Uno de los más prometedores alumnos del colegio fundado en Sevilla por san Isidoro fue un muchacho de noble cuna llamado Braulio, que llegó a ser un estudiante tan sobresaliente, que Isidoro lo consideraba más como amigo que como alumno y acostumbraba enviarle sus propios escritos para que los corrigiera y revisara. Braulio se preparó para el sacerdocio, recibió la ordenación y en el 631, cuando la sede en la ciudad de Zaragoza quedó vacante al morir su hermano, el obispo Juan, los prelados de las diócesis circunvecinas se reunieron para elegir un sucesor y su elección recayó en Braulio. Se dice que fueron ayudados en su elección por la aparición de un globo de fuego que descansó sobre su cabeza, mientras una voz pronunciaba estas palabras: «Este es mi siervo a quien yo he escogido y en quien descansa mi espíritu». Como pastor, San Braulio trabajó celosamente para enseñar y alentar a su grey y, al mismo tiempo, para estirpar la herejía arriana que continuaba floreciendo, aún después de la conversión del rey Recaredo. Se mantuvo en estrecho contacto con san Isidoro, a quien ayudó en su tarea de restaurar el orden de la Iglesia y regularizar la disciplina eclesiástica. Una pequeña parte de la correspondencia entre los santos se ha conservado hasta nuestros días.

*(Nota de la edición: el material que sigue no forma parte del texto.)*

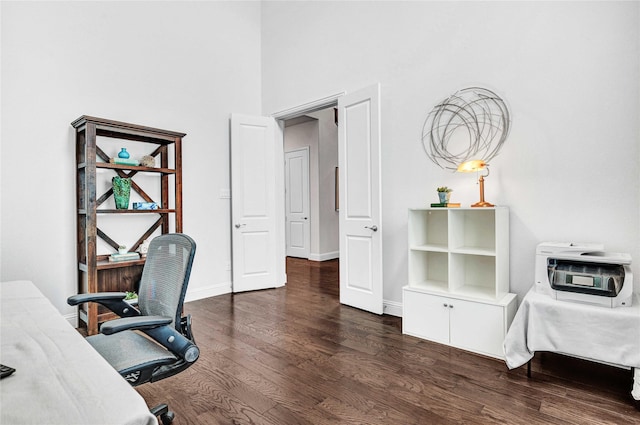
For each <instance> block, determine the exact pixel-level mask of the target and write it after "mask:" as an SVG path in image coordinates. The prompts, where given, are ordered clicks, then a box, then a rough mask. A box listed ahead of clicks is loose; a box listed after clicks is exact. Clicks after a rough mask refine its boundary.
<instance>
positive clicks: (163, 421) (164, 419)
mask: <svg viewBox="0 0 640 425" xmlns="http://www.w3.org/2000/svg"><path fill="white" fill-rule="evenodd" d="M175 417H176V415H175V413H173V412H172V411H171V410H169V411H168V412H167V413H163V414H162V415H160V421H162V425H170V424H171V423H172V422H173V418H175Z"/></svg>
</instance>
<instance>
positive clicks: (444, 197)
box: [436, 186, 453, 204]
mask: <svg viewBox="0 0 640 425" xmlns="http://www.w3.org/2000/svg"><path fill="white" fill-rule="evenodd" d="M436 190H437V191H438V198H440V203H441V204H446V203H448V202H449V198H451V192H453V189H451V188H449V187H447V186H440V187H439V188H438V189H436Z"/></svg>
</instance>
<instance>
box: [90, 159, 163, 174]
mask: <svg viewBox="0 0 640 425" xmlns="http://www.w3.org/2000/svg"><path fill="white" fill-rule="evenodd" d="M96 168H106V169H109V170H132V171H133V170H135V171H144V172H149V173H162V174H175V173H176V170H174V169H173V168H161V167H142V166H140V165H124V164H111V163H110V162H96Z"/></svg>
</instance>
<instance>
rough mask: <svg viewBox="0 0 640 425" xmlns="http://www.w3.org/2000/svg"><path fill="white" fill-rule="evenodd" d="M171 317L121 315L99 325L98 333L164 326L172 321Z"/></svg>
mask: <svg viewBox="0 0 640 425" xmlns="http://www.w3.org/2000/svg"><path fill="white" fill-rule="evenodd" d="M172 320H173V319H171V317H164V316H136V317H123V318H121V319H114V320H109V321H108V322H105V323H103V324H102V326H101V327H100V333H103V334H105V335H111V334H114V333H117V332H122V331H125V330H145V329H153V328H157V327H160V326H166V325H168V324H170V323H171V322H172Z"/></svg>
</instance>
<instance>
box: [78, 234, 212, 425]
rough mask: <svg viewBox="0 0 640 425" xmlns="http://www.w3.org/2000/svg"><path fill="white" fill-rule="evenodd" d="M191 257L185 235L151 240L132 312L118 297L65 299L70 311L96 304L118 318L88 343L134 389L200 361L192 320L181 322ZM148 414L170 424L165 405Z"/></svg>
mask: <svg viewBox="0 0 640 425" xmlns="http://www.w3.org/2000/svg"><path fill="white" fill-rule="evenodd" d="M195 251H196V243H195V242H194V240H193V239H191V238H190V237H189V236H187V235H184V234H180V233H169V234H164V235H160V236H158V237H156V238H154V239H153V240H152V241H151V243H150V244H149V250H148V253H147V259H146V261H145V264H144V268H143V271H142V278H141V279H140V288H139V289H138V308H137V309H136V308H134V307H132V306H130V305H129V304H128V303H127V302H125V301H124V297H125V295H126V294H125V293H123V292H103V293H95V294H78V295H74V296H71V297H69V298H68V299H67V303H68V304H69V305H78V304H82V303H86V302H98V303H100V304H102V305H104V306H105V307H107V308H109V309H110V310H111V311H113V312H114V313H116V314H117V315H118V316H120V318H118V319H115V320H111V321H108V322H105V323H104V324H102V326H101V327H100V333H99V334H98V335H93V336H89V337H87V341H88V342H89V343H90V344H91V345H92V346H93V347H94V348H95V349H96V350H97V351H98V352H99V353H100V354H101V355H102V356H103V357H104V358H105V359H106V360H107V361H108V362H109V363H110V364H111V365H112V366H113V367H114V368H115V369H116V370H117V371H118V372H119V373H120V374H121V375H122V376H123V377H124V378H125V379H126V380H127V381H128V382H129V383H130V384H131V385H133V386H136V385H140V384H144V383H146V382H155V381H158V380H160V379H164V378H167V377H169V376H172V375H175V374H176V373H179V372H181V371H183V370H185V369H186V368H188V367H189V366H191V365H192V364H193V363H194V362H195V361H196V360H197V359H198V356H199V355H200V350H199V349H198V347H197V346H196V344H195V340H194V338H193V334H192V333H191V316H190V315H187V316H185V317H182V305H183V303H184V296H185V294H186V292H187V285H188V283H189V275H190V273H191V265H192V263H193V257H194V255H195ZM143 334H146V336H144V335H143ZM151 412H152V413H153V414H155V415H156V416H159V417H160V419H161V420H162V423H163V424H165V425H167V424H170V423H171V421H172V420H173V416H174V415H173V412H171V411H170V410H169V409H168V406H167V405H166V404H161V405H159V406H157V407H155V408H153V409H151Z"/></svg>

Tan grande era la elocuencia de san Braulio y su poder de persuasión, que algunos de sus oyentes aseguraban haber visto al Espíritu Santo en forma de paloma, descansar en su hombro y comunicarle al oído la doctrina que él predicaba a la gente. Tomó parte en el cuarto Concilio de Toledo, que fue presidido por su amigo y maestro san Isidoro y también intervino en el quinto y el sexto. Este último concilio le encomendó escribir una respuesta al papa Honorio I, quien había acusado a los obispos españoles de negligencia en el cumplimiento de sus deberes. Su defensa fue digna y convincente.
Los deberes del buen obispo no le impidieron su constante ministerio en su iglesia catedral y en la de Nuestra Señora del Pilar, donde pasaba muchas horas del día y de la noche en oración. Aborrecía toda clase de lujo: sus ropas eran ásperas y sencillas, su comida simple y su vida austera. Siendo un elocuente predicador y agudo conversador, convencía por la fuerza de sus argumentos y su absoluta sinceridad. Su generosidad para con los pobres fue solamente igualada por el tierno cuidado que tenía de su rebaño. Los últimos días de su vida fueron ensombrecidos por la pérdida gradual de la vista; prueba muy dura para cualquiera, pero en especial para un hombre tan aficionado a los libros. Al aproximarse su fin, él se dio cuenta y, el último día de su vida lo pasó recitando los salmos. Según una leyenda, que sin embargo parece ser relativamente moderna, una música celestial resonó en la cámara mortuoria y se oyó una voz que decía: «Levántate, amigo mío, y ven conmigo». El santo, como despertando de un sueño, replicó con su último aliento: «Voy, Señor, estoy listo».
De los escritos de san Braulio tenemos la «Vida de San Emiliano», con un poema en su honor, cuarenta y cuatro cartas que fueron descubiertas en León, en el siglo XVIII, y que arrojaron gran luz sobre la España visigótica, así como un elogio de san Isidoro y un catálogo de sus obras. Se dice que completó algunos escritos que san Isidoro dejó sin terminar y es, casi con certeza, el autor de las Actas de los Mártires de Zaragoza. San Braulio es el santo patrón de Aragón y uno de los más famosos santos españoles.
Ver el Acta Sanctorum, marzo, vol. II; Florez España Sagrada, vol. XXX, p. 305 ss; Gams. Kirchengeschichte Spaniens, vol. II, pt. 2, pp. 145-149; C. H. Lynch, St. Braulio (1938). Pero la obra indispensable es la edición crítica de las cartas del santo por J. Madoz, publicada en Madrid en 1941. Una biografía un poco más extensa, con detalles de la obra y bibliografía actualizada, en Di Berardino, Patrología, IV, BAC, 2000, pág 115-118.